I had a heart attack after drinking too many energy drinks
21st June 2021

A DAD, 53, had a heart attack after drinking too many cans of energy drinks a day.

Lee Kamen collapsed after having a cardiac arrest due to guzzling the highly caffeinated drinks as he worked.

He had been sinking 12 cans every day for a year before he became unwell.

The bar owner now says the energy drinks should be banned as he appealed to shop owners to be responsible about selling them to under-16s.

His 10-year-old daughter Summer was sold a can of Monster – and said when he saw it he "poured it straight down the drain."

Many supermarkets regulate themselves and refuse to sell energy drinks to children, but there is currently no law against it.

Lee, from Hull, had a heart attack in 2017 at the age of just 49 – despite not drinking or smoking, and doctors quizzed him about drinking energy drinks.

He told Hull Daily Mail: "I was on 8 to 12 a day at the time, I was drinking Red Bull and Monster, I used to go to Makro for the pub and would buy cases of 24 cans and just drink them like any other drink.

"I was working a lot and drank them to keep me going. This probably went on for about a year.

"One day I collapsed with a heart attack and had to have a stent fitted, I am now on medication for life due to those dangerous drinks.

"When I was in hospital after the heart attack, the doctor told me the energy drink consumption was the cause. I didn't have a clue there was anything wrong with drinking them until then.

"It was a hell of a shock at the time, but now I am passionate about this issue."

Lee said his 10-year-old got in his car after school with a can of "Monster in her hand".

He said: "I took it straight off her and poured it straight down the drain."

Children aged 12 to 18-years-old should not drink more than 100mg of caffeine a day – but energy drinks contain from about 50 mg to 500 mg of caffeine per serving.

This comes after a young man was left fighting for his life due to his energy drink habit – and is warning others to avoid the same fate.

The unnamed 21-year-old developed heart failure after drinking an “excessive” amount of the caffeinated beverage, doctors say.

He drank four 500ml energy drinks a day for two years before he needed hospital care, a report in a leading medical journal revealed.

It is not clear which energy drink was his favourite, with popular brands including Red Bull, Monster and Relentless. 

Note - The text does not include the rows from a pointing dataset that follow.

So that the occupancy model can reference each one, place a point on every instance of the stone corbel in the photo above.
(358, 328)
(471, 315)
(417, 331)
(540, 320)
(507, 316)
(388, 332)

London doctors wrote in BMJ Case Report that the university student sought help after suffering with shortness of breath and weight loss for four months.

He’d also had bouts of indigestion, tremors and heart palpitations.

Blood tests, scans, and ECG readings revealed that he had both heart and kidney failure – with the kidney failure linked to a long standing and previously undiagnosed condition.

Docs from Guy’s and St Thomas’ NHS Foundation Trust considered a number of diagnoses, but concluded: “Energy drink-induced cardiotoxicity was felt to be the most likely cause.”